Elle qui autrefois, d’une aile rapide, s’était élancée, pleine de force, de vos mains créatrices, c’est dans vos bras qu’elle se retrouva, quand, par le triomphe insensible du temps, la fleur de la vie eut disparu de ses joues, la force de ses membres, quand elle se traînait d’un pas énervé, comme le vieillard appuyé sur son bâton. Alors, d’une source fraîche, vous offrîtes à ses lèvres altérées l’onde de la vie ; deux fois le temps se rajeunit, deux fois, par les semences que vous avez répandues.

Chassés par des hordes barbares, vous ravîtes le dernier tison de la sainte offrande aux autels profanés du levant, et vous le portâtes aux contrées du couchant. Alors le beau fugitif venu de l’orient, le jour se leva, brillant d’une jeunesse nouvelle, dans l’occident, et dans les champs de l’Hespérie on vit germer et, rajeunies, s’épanouir les fleurs de l’Ionie. La nature embellie jeta, comme d’un doux miroir, un beau reflet dans les esprits, et la grande déesse de la lumière pénétra, splendide, dans les âmes dignement parées.
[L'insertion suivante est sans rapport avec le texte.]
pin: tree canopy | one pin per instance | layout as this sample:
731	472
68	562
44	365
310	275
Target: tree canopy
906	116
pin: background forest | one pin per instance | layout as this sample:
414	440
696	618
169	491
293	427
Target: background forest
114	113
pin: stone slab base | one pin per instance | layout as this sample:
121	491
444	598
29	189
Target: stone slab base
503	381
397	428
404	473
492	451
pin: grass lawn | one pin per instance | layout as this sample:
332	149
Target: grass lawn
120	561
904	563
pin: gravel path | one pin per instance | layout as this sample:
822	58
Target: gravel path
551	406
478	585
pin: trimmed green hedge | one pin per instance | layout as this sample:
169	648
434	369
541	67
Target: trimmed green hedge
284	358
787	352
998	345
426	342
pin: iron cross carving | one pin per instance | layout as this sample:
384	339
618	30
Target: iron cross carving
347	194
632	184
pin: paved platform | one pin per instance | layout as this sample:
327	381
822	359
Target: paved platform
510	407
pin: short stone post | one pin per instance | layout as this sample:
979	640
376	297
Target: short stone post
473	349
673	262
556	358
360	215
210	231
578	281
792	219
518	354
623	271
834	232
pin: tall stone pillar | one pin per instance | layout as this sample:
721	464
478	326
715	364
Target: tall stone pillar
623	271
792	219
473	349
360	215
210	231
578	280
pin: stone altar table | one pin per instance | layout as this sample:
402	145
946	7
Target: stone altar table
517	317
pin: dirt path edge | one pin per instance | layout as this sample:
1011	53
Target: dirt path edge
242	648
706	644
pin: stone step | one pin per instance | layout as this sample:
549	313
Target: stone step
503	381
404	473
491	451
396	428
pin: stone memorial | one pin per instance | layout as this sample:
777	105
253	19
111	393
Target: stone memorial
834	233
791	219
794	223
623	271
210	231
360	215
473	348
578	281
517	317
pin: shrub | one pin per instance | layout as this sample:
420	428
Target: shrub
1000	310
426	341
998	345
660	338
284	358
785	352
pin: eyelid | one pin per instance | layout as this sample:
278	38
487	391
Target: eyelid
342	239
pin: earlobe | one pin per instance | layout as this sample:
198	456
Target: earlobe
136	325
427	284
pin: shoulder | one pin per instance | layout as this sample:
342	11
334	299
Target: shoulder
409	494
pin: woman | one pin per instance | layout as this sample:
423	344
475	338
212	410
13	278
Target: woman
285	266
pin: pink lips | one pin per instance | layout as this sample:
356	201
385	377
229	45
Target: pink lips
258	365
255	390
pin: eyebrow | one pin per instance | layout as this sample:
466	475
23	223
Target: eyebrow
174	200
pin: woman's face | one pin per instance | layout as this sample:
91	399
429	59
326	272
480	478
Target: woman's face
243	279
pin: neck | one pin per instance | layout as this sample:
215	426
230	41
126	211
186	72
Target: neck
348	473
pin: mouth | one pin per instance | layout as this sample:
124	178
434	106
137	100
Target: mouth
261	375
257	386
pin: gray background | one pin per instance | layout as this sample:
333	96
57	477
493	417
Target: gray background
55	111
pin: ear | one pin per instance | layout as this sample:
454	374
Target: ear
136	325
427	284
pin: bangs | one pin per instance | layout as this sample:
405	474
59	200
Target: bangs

Alors on vit tomber des millions de chaînes, et le droit de l’humanité prononça son arrêt sur les esclaves ; comme des frères marchent ensemble dans la paix, ainsi grandit doucement l’humanité rajeunie. Dans la plénitude d’une noble et intime joie, vous jouissez du bonheur qui est votre ouvrage, et, vous cachant sous le voile de la modestie, vous restez à l’écart et taisez vos mérites.

Si, sur les routes désormais ouvertes de la pensée, l’investigateur, dans son heureuse audace, erre librement aujourd’hui, et, enivré des hymnes de triomphe, saisit déjà la couronne d’une main avide ; s’il croit, avec l’humble solde d’un mercenaire, payer son noble guide, et près du trône qu’il rêve daigne accorder à l’art le premier rang parmi ses esclaves… pardonnez-lui… la couronne de la perfection suprême plane brillante sur votre tête. C’est par vous, première fleur du printemps, que la Nature commença à façonner les âmes ; par vous, joyeuse couronne de la moisson, que la Nature clôt et parfait son œuvre.